To run this app, you need an OpenAI developer account. Obtain an API key here and set up a payment method for your account here. This bot uses gpt-3.5-turbo for text generation. Make sure you have some credits (~$1) to use it.

Set your API key as an environment variable:

export OPENAI_API_KEY=<your_openai_key>

Deploying to the Cloud

To deploy this app to DBOS Cloud, first install the DBOS Cloud CLI (requires Node):

npm i -g @dbos-inc/dbos-cloud

Then clone the dbos-demo-apps repository and deploy:

git clone https://github.com/dbos-inc/dbos-demo-apps.git
cd python/chatbot
dbos-cloud app deploy

This command outputs a URL—visit it to see your chatbot!
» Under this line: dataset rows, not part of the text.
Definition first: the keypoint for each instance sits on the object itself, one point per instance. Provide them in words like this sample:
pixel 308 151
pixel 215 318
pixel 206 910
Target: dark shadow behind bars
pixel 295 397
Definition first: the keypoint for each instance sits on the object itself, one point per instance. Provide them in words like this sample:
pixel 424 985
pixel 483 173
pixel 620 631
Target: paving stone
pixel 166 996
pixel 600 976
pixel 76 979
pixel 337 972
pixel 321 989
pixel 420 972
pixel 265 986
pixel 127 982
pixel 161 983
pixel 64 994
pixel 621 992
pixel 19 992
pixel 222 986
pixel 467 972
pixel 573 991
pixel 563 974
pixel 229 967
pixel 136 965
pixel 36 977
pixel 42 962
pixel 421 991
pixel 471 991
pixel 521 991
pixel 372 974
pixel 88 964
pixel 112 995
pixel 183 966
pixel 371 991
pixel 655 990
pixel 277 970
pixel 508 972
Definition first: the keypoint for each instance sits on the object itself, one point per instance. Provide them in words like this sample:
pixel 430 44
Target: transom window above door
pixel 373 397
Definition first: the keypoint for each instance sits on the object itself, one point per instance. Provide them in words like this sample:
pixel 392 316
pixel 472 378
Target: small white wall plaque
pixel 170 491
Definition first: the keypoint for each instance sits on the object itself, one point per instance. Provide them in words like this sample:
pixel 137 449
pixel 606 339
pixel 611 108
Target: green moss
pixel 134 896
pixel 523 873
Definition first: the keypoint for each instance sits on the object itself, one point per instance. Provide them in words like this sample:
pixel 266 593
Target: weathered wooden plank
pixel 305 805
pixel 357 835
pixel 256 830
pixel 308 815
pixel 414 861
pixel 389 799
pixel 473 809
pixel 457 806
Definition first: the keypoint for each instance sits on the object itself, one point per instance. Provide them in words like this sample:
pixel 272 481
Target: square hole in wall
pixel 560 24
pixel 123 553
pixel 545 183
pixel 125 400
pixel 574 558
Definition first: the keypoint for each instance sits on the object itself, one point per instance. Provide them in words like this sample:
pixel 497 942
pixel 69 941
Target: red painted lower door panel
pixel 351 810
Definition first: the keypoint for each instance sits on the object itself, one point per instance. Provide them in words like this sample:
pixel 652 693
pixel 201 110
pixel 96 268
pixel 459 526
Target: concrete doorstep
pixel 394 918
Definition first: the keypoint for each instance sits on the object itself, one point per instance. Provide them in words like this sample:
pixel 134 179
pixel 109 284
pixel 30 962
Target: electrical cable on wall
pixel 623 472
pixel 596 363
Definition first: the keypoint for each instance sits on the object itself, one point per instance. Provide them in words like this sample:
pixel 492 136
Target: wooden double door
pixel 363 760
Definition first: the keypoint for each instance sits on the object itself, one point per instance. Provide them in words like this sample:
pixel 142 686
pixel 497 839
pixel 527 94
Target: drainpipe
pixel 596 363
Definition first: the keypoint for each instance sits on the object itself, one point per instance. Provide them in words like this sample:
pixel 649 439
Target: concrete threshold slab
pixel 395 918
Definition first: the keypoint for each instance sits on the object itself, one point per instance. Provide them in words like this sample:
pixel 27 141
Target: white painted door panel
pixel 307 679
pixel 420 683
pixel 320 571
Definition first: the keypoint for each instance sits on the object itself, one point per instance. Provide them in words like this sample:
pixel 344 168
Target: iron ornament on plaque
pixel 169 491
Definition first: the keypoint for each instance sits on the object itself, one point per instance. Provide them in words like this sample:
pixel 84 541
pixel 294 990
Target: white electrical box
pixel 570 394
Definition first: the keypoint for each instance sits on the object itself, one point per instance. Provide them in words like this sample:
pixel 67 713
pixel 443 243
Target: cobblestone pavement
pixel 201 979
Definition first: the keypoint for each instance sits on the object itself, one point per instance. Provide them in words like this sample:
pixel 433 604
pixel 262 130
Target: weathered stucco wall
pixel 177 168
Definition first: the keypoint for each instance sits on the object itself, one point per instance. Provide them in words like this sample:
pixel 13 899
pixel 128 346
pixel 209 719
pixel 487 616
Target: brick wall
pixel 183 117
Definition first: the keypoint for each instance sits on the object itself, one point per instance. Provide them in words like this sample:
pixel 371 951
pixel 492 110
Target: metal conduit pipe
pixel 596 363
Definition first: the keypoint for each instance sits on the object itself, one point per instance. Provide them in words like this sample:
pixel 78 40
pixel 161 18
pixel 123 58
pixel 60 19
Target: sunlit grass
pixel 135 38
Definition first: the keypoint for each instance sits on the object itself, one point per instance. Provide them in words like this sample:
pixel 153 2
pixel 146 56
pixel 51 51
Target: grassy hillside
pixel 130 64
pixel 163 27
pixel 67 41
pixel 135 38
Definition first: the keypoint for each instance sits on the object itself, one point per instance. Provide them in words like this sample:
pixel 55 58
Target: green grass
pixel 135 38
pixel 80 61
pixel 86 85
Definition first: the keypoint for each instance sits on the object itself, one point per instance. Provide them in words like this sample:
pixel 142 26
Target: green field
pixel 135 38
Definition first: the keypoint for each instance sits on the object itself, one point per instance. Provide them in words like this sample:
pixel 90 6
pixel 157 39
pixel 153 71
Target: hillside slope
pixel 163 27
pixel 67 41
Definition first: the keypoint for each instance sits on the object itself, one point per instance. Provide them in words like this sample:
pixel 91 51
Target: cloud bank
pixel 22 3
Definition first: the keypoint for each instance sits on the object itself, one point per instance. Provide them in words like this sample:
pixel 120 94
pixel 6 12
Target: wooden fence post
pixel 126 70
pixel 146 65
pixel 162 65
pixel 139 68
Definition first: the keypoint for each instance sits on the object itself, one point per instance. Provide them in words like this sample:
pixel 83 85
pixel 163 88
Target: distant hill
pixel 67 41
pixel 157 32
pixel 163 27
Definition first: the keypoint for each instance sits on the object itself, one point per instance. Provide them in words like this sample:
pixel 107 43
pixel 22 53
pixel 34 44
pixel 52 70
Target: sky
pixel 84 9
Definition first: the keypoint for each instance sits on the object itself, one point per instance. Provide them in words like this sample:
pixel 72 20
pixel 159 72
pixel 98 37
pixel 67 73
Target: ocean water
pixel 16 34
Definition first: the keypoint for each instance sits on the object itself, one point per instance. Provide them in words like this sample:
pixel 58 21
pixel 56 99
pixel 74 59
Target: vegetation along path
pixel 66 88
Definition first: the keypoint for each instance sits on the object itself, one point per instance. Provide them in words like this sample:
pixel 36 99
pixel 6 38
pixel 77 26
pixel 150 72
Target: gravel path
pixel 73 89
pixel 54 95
You can also visit the DBOS Cloud Console to see your app's status and logs.

Running Locally

First, clone and enter the dbos-demo-apps repository:

git clone https://github.com/dbos-inc/dbos-demo-apps.git
cd python/chatbot

Then create a virtual environment:

python3 -m venv .venv
source .venv/bin/activate

DBOS requires a Postgres database. If you don't already have one, you can start one with Docker:

export PGPASSWORD=dbos
python3 start_postgres_docker.py

Then run the app in the virtual environment:

pip install -r requirements.txt
dbos migrate
dbos start

Visit http://localhost:8000 to see your chatbot!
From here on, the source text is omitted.